Monday, January 26, 2015
Movie Moments That Changed the World
Clark Gable didn't wear an undershirt. After this, nobody else did either. |
It's said that happened when Clark Gable took off his shirt in It Happened One Night in 1933. It was not meant to be a high point in the movie, but there he was, baring it all to madcap heiress Claudette Colbert (or at least, all from the rather-high waist up) while she looked coolly on. The audience got a little thrill seeing that Gable didn't wear undershirts, those chaste tank-tops all the world wore in the 1930s. (Interesting--undershirts today cover more.)
Sales of undershirts immediately dropped by 75%. Or did they? Was there any coverage of this phenomenon in the day? Or is it just an urban legend that everybody believes because they kinda want to believe it? Snopes has reported that it is unverifiable and suggests it is probably not true. I would say it may not literally be true, but I wouldn't be surprised if Gable didn't start men thinking that if they didn't wear undershirts every day the earth would not stop on its axis.
Marlon Brando's torn t-shirt |
Brando had more than one movie moment that changed everything, but here's a wee one to ponder. In The Wild One, one of the guys calls to him, just his name, Johnny, and his line was, "Yeah?" Brando improvised. Instead of the line as written he said, "Yo?" He probably wasn't the first guy to say that, but it was in character, and it started everybody saying yo instead of yeah. Sometimes at least. Just ask Sylvester Stallone.

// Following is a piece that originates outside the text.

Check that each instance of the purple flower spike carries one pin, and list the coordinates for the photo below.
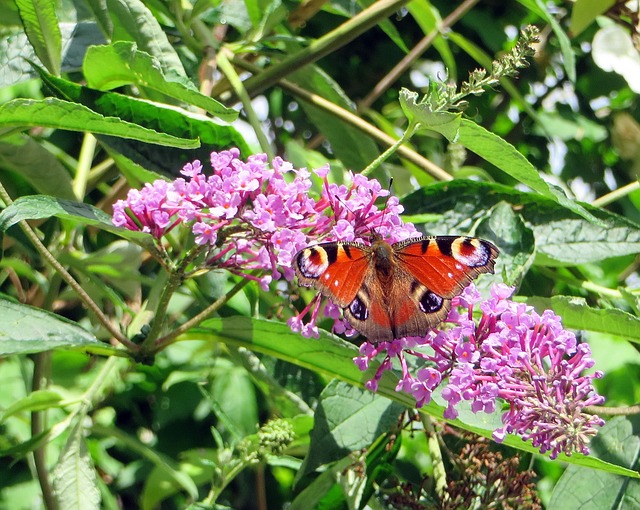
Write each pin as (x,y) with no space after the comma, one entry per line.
(512,356)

In 1969 Easy Rider took us by storm. Probably to the surprise of Peter Fonda, who thought he was making a movie about himself, and Dennis Hopper, who likely expected to be the be the breakout star of the film, all the critics and all the audience came away in love with a totally different guy. His name was Jack Nicholson, and his antic cockiness, his ebullient embrace of wackiness--and the evening around the campfire, when controlled substances were served up for the first time in a major motion picture--won us to a new and major talent. He didn't start any fashion trends, but we couldn't wait to see him do more movies. Which he did.
The easiest rider of all, Jack Nicholson |
Diane Keaton made Annie Hall a star. Or vice versa. |
The look that changed the way women dressed for a decade came when we got one look at Diane Keaton in Annie Hall in 1975. Keaton had made a few traditional movies but in this one she was given free rein by her director, Woody Allen, who wanted to showcase her own style and personality. She has said she wanted to look like Cary Grant, but on her the look came out different. And it was new, all right. It was cute, it was fresh, it was wearable, but it was a little bit crazy too.
There was a movie moment in California Suite, a Neil Simon collage of one-acts woven into a popular movie in 1979, that changed women of a certain age forever. It was the scene between Alan Alda and Jane Fonda that takes place on a California beach. Fonda is wearing a borrowed bikini and prancing around the beach looking like a voluptuous sylph. She was in her early 40s and she looked about 25. The role she was playing was a sophisticated, witty, chain-smoking divorcée, arguing with her ex-husband (Alda) about custody of their college-age daughter, and there she was looking gorgeous and sexy enough to make us all forget about her war protests (not that I ever minded them anyway). All we could think about was how to get ourselves back in shape again.
Alan Alda, Jane Fonda, California Suite |
I've been making a list of movie moments I won't forget. One was when, at the age of 12, I saw From Here To Eternity, with Burt Lancaster and Deborah Kerr lying right down on the beach--in the water-- and kissing passionately. I didn't know what the metaphor was, but I knew I was feeling something new in my nether regions. Another is the first time I saw Tommy Lee Jones (the movie was Coal Miner's Daughter) and came away wondering how he could ever be in another role--ditto the first time I saw Billy Bob Thornton (Sling Blade) who also grew as an actor with every role.
From time to time, we lose it at the movies. A guy just takes his shirt off and the earth moves. It happens every once in a while.